Expert Hybrid System for Prediction of Protein Structure

Period of Performance: 04/01/1998 - 09/30/1998

Unknown

Phase 1 SBIR

Recipient Firm

Orincon Corp.
4770 Eastgate Mall
San Diego, CA 92121
Principal Investigator

Abstract

Knowledge-based methods for prediction of protein secondary and tertiary structure are still not accurate enough to warrant their application to practical problems. Integration of different computational paradigms may produce a substantial improvement in their performance. ORINCON proposes to design, construct, and test a multiple expert hybrid system for prediction of protein structure. In Phase I of this work, ORINCON will adapt its MultEx paradigm integration software architecture for the task of secondary structure prediction. The proposed system will integrate a number of standard prediction algorithms and will additionally include nonlocal information about the protein that is normally not used in secondary structure prediction, such as amino acid composition, partial experimental knowledge about the structure, etc.
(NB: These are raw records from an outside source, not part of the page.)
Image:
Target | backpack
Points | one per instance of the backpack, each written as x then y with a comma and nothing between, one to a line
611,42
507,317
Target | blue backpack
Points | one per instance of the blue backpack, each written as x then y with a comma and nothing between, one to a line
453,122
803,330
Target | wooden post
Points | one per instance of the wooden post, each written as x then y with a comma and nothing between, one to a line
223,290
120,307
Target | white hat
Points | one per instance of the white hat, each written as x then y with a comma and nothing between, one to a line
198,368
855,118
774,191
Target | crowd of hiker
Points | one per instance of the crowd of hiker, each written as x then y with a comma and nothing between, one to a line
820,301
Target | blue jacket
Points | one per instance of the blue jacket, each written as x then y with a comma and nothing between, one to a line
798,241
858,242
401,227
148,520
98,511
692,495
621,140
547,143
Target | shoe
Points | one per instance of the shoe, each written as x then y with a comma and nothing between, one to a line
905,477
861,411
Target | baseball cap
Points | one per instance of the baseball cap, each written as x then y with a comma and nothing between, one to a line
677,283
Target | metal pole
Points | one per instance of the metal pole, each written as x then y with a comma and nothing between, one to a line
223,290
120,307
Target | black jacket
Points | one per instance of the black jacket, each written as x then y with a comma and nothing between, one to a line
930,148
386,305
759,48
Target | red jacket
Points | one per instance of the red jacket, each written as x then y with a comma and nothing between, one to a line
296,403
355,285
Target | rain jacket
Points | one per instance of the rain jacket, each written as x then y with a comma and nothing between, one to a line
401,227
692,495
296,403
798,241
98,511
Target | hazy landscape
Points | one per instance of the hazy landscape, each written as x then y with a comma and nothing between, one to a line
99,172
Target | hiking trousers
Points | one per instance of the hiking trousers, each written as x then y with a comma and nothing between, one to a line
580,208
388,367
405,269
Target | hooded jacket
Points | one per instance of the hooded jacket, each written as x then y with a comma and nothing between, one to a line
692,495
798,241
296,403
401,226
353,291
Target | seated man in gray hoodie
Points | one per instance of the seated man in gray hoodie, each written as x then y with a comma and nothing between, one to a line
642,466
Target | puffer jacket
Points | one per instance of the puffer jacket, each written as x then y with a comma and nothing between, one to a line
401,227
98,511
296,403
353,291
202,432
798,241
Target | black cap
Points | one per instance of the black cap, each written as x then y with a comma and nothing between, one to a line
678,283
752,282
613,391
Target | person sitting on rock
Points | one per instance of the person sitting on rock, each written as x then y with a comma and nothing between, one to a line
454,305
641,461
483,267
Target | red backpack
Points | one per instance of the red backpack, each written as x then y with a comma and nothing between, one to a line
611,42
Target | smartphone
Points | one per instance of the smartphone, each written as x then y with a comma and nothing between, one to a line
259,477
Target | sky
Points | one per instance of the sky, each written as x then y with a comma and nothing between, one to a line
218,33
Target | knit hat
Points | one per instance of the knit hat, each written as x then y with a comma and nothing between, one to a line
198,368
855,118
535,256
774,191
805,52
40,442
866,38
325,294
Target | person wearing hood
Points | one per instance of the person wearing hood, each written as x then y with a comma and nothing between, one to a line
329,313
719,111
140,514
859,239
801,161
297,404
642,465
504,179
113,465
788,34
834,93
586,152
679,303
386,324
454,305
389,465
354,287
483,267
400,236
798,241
Such information is related to long-range interactions between the amino acid residues, which are thought to influence both tertiary and secondary structure. The aim of the Phase I work is to demonstrate the superiority of the hybrid approach and the feasibility of exploring the encoded empirical model to provide the means for improving prediction accuracy through the inclusion on nonlocal data. The results of this work will lead to recommendations for the Phase II program, in which the Protein MultEx system, a commercially viable software package for the prediction of protein secondary structure, will be fully developed and an analogous approach will be used for integration of tertiary structure prediction methods. PROPOSED COMMERCIAL APPLICATION Methods for protein structure prediction are needed to extract structural/functional information from the growing database of protein sequences. The Protein MultEx system will be a commercially viable product that should find application in development and testing of new protein structure prediction methods, in structural biology, and in structure-based drug design.